My first encounter with Avital Ronell, was when reading her introduction to Valerie Solanas SCUM Manifesto in 2004. These were two texts that were formative for my younger feminist philosophical self – they made a standing impression on me, and transformed my understanding of what thinking, philosophy and cultural critique (“politics”) could be. I was introduced to troubling, dangerous and queer thinking. I was thrilled, shocked, moved, excited and provoked – intellectually. I didn’t know what to think, but I knew I wanted and needed to think more! It was a moment that showed me what the pleasure of reading, thinking and writing can be – that it is about understanding yourself and your life in a culture that isn’t yours.
I experienced that emotional charge when something has changed, and it moves you in a direction, but you don’t quite know where yet. It was the experience of encountering the limits of my own thoughts and realizing, that there is so much more to philosophy – and life! – than I had previously understood. What spoke to me in reading Ronell reading this ‘butch-dykey angry, poor, and fucked up’, proto-queer figure and outcast of feminist philosophy, and what spoke to me reading Solanas, was the perspective they opened up. They showed how philosophy and everything that matters and is important in life hits the core of our existence – and our lives with each other. They made intelligible the question: how to live in a culture that in so many ways presents us with a dead life form (“patriarchy”, “gender identity”, “success” “boys being boys” etc.). Ronell’s, situates philosophy, thinking, and critique in a context of battle. She writes about fighting and screaming to be heard, about being in a place where philosophy is not liberating and soothing, but a combat and sometimes also poisoning.

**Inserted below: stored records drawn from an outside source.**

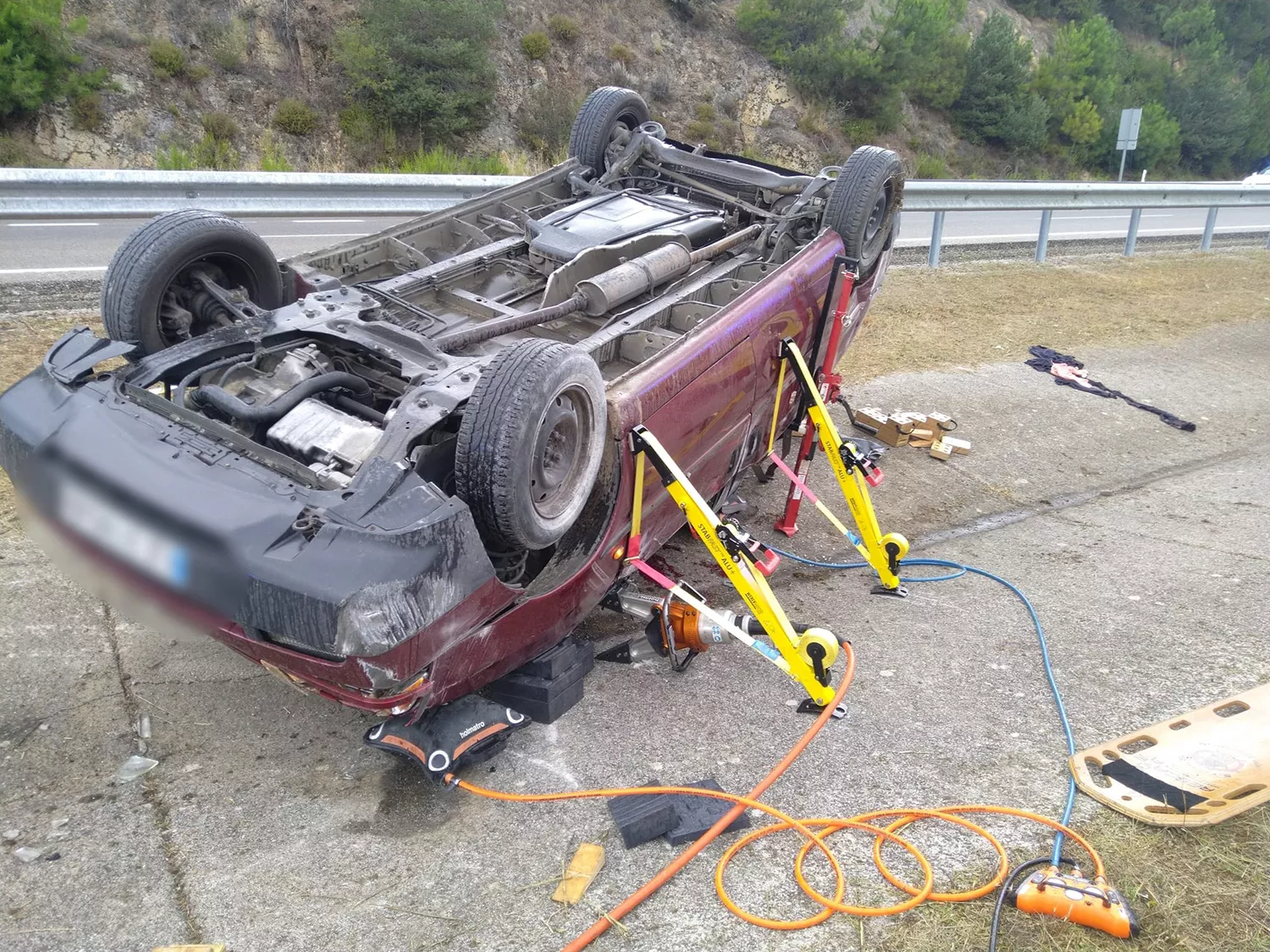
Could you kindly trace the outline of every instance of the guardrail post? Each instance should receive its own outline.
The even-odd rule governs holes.
[[[1049,251],[1049,220],[1054,216],[1053,209],[1046,208],[1040,213],[1040,234],[1036,235],[1036,260],[1044,261]]]
[[[1134,208],[1129,213],[1129,234],[1124,237],[1124,256],[1133,258],[1133,250],[1138,246],[1138,225],[1142,222],[1142,209]]]
[[[1204,237],[1199,240],[1199,250],[1208,251],[1213,246],[1213,227],[1217,225],[1217,206],[1208,209],[1208,220],[1204,222]]]
[[[935,213],[935,221],[931,223],[931,253],[926,256],[926,264],[930,268],[940,267],[940,245],[944,242],[944,212]]]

Solanas in her own way was not even interested in “philosophy” (or theory), she didn’t want to waste her time on it – but she was interested in a meaningful life. A life without contempt, hatred, shame and mindless identity seeking (forms of femininity and masculinity that turn us into walking and talking essences) – shortly put: a life in in love.

If we forget this aspect of why we do criticism, intellectual work and challenge poisonous gendered cultural expressions, the risk is that we end up in ressentiment, cynicism and moral blindness.
As Braidotti, Gallop and others have remarked, approaching knowledge, desire, and power beyond oppositions is still a critical task. And this is where analyzing our own reactions, statements and tacit and explicit “objects of desire” become so pivotal to further understanding and self-knowledge – that old, self-declared aim of philosophy – so we can find spaces where we can think, reflect, love and live – together.

*Salla Peltonen is currently finishing her dissertation on epistemic habits, critique and queerfeminist criticism in philosophy at Åbo Akademi University. She is the Chair of the Society for Queer Studies in Finland (SQS). She is also a PhD student in Gender Studies at University of Helsinki writing a dissertation on homonationalism and racialization. Focusing on questions of epistemology, language philosophy and ethics, her research interests include critical race, gender and queer studies, theories of sexual difference, post-humanism, human-animal studies, and feminist philosophy. In (2017) she edited a special issue on feminist epistemic habits and critique together with Marianne Liljeström (University of Turku), for Feminist Encounters: A Journal of Critical Studies in Culture and Politics.